Bond Buyer indexes plummet in yield as buyers chase dwindling supply.

Yields on The Bond Buyer's indexes plummeted over the past week as demand for municipal paper out-stripped supply.

The Treasury market also recovered ground during the week, boosting the tax-exempt sector. But the municipal rally outperformed the taxable market, and the MOB spread narrowed from negative 425 at the close last Thursday to negative 411 yesterday.

The yield on the 20-bond index of general obligations declined 13 basis points to 5.33%, the lowest since Oct. 28, when it was 5.31%.

The yield on the 11-bond index of general obligations declined 12 basis points to 5.23%, the lowest since the 5.21% of Oct. 28.

The average yield-to-maturity of the 40 bonds used to calculate the daily Municipal Bond Index, which is comprised mainly of revenue bonds, was down 16 basis points from last Thursday to 5.50%, the lowest since Nov. 1, when it was 5.49%.

The Revenue Bond Index is at 5.53%, down 18 basis points from 5.71% last Thursday and the lowest since Oct. 14, when it was 5.44%.

Over the same period, the Treasury bond index dropped 12 basis points to 6.14%.
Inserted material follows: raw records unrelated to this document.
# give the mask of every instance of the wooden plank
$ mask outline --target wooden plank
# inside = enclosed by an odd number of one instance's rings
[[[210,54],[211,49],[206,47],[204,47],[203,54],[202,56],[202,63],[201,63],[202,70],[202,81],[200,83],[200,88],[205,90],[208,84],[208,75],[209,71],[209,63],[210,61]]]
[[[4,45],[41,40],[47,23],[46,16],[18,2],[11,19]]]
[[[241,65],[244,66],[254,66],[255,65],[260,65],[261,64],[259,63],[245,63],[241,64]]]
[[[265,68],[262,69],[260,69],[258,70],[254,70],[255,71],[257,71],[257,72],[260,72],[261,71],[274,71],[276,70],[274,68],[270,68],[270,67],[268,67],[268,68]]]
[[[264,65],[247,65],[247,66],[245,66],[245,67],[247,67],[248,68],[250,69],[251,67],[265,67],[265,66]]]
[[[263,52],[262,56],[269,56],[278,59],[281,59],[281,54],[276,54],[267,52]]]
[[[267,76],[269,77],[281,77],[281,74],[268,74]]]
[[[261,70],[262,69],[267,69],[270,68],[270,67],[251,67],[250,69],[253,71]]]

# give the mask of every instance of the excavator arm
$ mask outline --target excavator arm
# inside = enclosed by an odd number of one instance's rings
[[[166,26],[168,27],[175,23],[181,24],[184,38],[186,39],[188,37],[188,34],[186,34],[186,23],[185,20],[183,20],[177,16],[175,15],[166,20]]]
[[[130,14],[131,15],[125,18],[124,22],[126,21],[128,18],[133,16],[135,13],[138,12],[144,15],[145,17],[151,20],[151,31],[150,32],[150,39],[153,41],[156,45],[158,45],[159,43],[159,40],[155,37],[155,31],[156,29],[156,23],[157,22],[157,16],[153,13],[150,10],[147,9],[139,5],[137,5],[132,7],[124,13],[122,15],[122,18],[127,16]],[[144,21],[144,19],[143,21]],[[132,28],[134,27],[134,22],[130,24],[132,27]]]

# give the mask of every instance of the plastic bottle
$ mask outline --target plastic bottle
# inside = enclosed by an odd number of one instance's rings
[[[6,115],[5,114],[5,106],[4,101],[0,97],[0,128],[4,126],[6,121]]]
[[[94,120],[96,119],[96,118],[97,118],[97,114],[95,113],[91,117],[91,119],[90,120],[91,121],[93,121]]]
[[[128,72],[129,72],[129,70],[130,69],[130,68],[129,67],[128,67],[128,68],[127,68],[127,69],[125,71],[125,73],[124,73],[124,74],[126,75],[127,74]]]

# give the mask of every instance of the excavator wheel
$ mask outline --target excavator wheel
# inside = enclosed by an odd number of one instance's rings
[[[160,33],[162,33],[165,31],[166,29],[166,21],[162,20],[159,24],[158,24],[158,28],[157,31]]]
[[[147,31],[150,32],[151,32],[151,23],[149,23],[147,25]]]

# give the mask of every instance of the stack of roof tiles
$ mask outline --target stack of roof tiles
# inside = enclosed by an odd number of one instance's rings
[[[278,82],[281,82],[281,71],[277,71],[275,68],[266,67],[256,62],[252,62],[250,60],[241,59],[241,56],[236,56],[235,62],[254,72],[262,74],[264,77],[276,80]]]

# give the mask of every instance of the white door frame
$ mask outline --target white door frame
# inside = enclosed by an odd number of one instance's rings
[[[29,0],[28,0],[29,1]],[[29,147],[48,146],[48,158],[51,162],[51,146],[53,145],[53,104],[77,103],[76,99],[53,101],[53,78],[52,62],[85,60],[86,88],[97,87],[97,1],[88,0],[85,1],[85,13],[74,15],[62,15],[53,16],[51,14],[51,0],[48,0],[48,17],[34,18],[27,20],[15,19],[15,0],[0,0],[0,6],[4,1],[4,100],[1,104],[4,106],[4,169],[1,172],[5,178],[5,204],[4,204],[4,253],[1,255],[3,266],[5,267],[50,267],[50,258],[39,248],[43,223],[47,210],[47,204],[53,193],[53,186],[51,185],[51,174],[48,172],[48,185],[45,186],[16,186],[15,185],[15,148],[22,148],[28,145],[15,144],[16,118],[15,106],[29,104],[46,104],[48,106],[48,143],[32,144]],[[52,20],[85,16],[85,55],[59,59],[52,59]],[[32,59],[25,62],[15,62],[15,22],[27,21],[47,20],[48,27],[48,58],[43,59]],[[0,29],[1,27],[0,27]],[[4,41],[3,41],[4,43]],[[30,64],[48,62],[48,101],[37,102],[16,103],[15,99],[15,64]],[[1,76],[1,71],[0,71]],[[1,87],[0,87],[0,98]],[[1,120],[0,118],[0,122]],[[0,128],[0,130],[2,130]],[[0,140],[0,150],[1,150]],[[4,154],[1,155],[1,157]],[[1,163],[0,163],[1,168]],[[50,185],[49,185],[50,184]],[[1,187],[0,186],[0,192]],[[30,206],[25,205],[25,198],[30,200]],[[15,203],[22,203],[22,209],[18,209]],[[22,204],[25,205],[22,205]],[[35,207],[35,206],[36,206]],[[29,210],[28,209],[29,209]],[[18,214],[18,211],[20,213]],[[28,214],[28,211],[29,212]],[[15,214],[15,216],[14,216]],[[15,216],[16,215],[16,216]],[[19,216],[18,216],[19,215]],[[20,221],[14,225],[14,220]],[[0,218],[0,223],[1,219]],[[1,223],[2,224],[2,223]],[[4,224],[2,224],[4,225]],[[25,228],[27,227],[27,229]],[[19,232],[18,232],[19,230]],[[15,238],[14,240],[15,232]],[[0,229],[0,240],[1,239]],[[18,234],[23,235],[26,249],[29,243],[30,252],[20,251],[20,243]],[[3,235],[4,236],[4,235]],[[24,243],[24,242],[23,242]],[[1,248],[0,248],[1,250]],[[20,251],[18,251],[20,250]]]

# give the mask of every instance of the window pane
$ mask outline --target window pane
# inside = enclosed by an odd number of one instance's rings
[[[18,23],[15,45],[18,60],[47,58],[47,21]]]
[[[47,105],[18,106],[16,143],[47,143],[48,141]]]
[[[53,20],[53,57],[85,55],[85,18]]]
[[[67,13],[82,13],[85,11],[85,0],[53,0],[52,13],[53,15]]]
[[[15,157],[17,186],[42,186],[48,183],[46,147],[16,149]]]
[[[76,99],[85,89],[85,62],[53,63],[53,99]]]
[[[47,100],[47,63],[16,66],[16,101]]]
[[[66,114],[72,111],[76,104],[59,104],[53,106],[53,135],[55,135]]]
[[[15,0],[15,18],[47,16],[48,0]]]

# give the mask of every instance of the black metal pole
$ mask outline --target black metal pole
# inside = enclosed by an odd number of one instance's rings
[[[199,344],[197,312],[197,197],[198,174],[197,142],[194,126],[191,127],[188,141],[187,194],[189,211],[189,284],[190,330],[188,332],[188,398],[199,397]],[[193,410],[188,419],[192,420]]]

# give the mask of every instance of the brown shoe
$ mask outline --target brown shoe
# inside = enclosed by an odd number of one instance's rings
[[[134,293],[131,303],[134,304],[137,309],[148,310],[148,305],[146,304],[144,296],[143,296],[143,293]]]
Even with major deals from New York City, the New York State Local Government Assistance, and the Maryland Department of Transportation, dealers'inventories shrunk.

Standard & Poor's Corp.'s The Blue List, which measures dealers' inventories of unsold bonds, dropped this week to its lowest levels in nearly three months. Wednesday's total of $1.17 billion was the lowest since Sept. 14.

The Treasury market's strength over the past week returned despite an unexpectedly positive employment report last Friday. The market shrugged off the report and rebounded from recent lows on expectations that inflation remains well under control.

Fueling the optimism about inflation, oil prices reached their lowest level in five years during the week.

Although the Federal Reserve Board's "beige book" report painted a picture of an improving economy in the fourth quarter, market players expect the rate of growth to moderate by early next year.

The short end also rallied during the past week. A $1.3 billion new issue by New Jersey earlier this month failed to satisfy the tremendous appetite for short-term securities.

Despite this week's strength in the long-term market, sentiment seems to have shifted to a less bullish outlook. With investors fearing an end to the bull market in long-term bonds, many have moved to the short-end, where rising rates will do considerably less damage.